Die Auswirkungen bekommen unter anderem Tagestouristen zu spüren. So hat die Flotte Weser bereits angekündigt, von Samstag an vorerst keine Linienfahrten mehr zwischen Hameln und Bodenwerder anzubieten. Auch kleine Weserrundfahrten ab Bodenwerder seien nicht mehr möglich. Rundfahrten ab Hameln sollen noch angeboten werden. Die Flotte Weser bietet auf der Oberweser Touristikfahrten an.
In Holzminden fährt die Poller Fähre über die Weser wegen des niedrigen Wasserstandes nur noch mit Einschränkungen. Nur noch maximal 7,5 Tonnen könnten befördert werden, teilte der Landkreis mit. Das könne längere Wartezeiten an den Ufern zur Folge haben.
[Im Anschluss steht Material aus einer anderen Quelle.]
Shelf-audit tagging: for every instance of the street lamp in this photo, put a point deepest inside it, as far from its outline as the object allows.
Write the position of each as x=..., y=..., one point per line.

Sinkender Pegelstand erreicht Hameln
Nach Angaben der Wasserstraßen und Schifffahrtsverwaltung (WSV) fiel der Pegelstand in Hann. Münden in der Nacht auf Donnerstag unter das schiffbare Mindestmaß. Den Angaben nach sei dafür ein Pegelstand von 120 Zentimetern notwendig; am Freitagmorgen lag er bei 73 Zentimetern. Auch an späteren Pegeln macht sich die Entwicklung inzwischen bemerkbar. Bis Bodenwerder wurden laut WSV niedrigere Pegelstände gemessen, in den kommenden Stunden soll der Wasserstand in Hameln beginnen, abzusinken.
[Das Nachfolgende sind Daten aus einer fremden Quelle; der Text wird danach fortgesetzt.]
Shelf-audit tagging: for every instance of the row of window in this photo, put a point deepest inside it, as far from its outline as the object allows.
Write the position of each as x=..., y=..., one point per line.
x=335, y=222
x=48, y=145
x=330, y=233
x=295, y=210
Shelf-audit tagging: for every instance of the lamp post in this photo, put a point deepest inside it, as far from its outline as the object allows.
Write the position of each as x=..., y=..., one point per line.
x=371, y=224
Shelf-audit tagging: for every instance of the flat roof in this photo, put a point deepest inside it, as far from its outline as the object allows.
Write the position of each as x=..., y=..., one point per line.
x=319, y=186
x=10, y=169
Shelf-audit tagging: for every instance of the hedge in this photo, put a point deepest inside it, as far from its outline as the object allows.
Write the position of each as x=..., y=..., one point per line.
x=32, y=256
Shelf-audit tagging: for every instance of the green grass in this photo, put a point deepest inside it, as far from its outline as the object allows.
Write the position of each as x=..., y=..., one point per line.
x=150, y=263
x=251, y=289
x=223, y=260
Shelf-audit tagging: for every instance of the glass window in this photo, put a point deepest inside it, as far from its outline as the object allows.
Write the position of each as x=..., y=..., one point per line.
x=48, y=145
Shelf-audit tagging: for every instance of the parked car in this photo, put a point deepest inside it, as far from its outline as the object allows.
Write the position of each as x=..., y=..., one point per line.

Um die Oberweser schiffbar zu halten, wird sie eigentlich im Sommer mit Wasser aus der Edertalsperre versorgt. Die aktuelle Füllmenge des Reservoirs liegt allerdings deutlich unter dem langjährigen Mittel: Knapp 40 Milliarden Liter Wasser statt der üblichen rund 153 Milliarden befinden sich dort aktuell. Die Talsperre ist den Angaben nach zu weniger als 30 Prozent gefüllt. Die Edertalsperre gibt daher seit dem frühen Mittwochmorgen nur noch das absolute Mindestmaß an Wasser ab.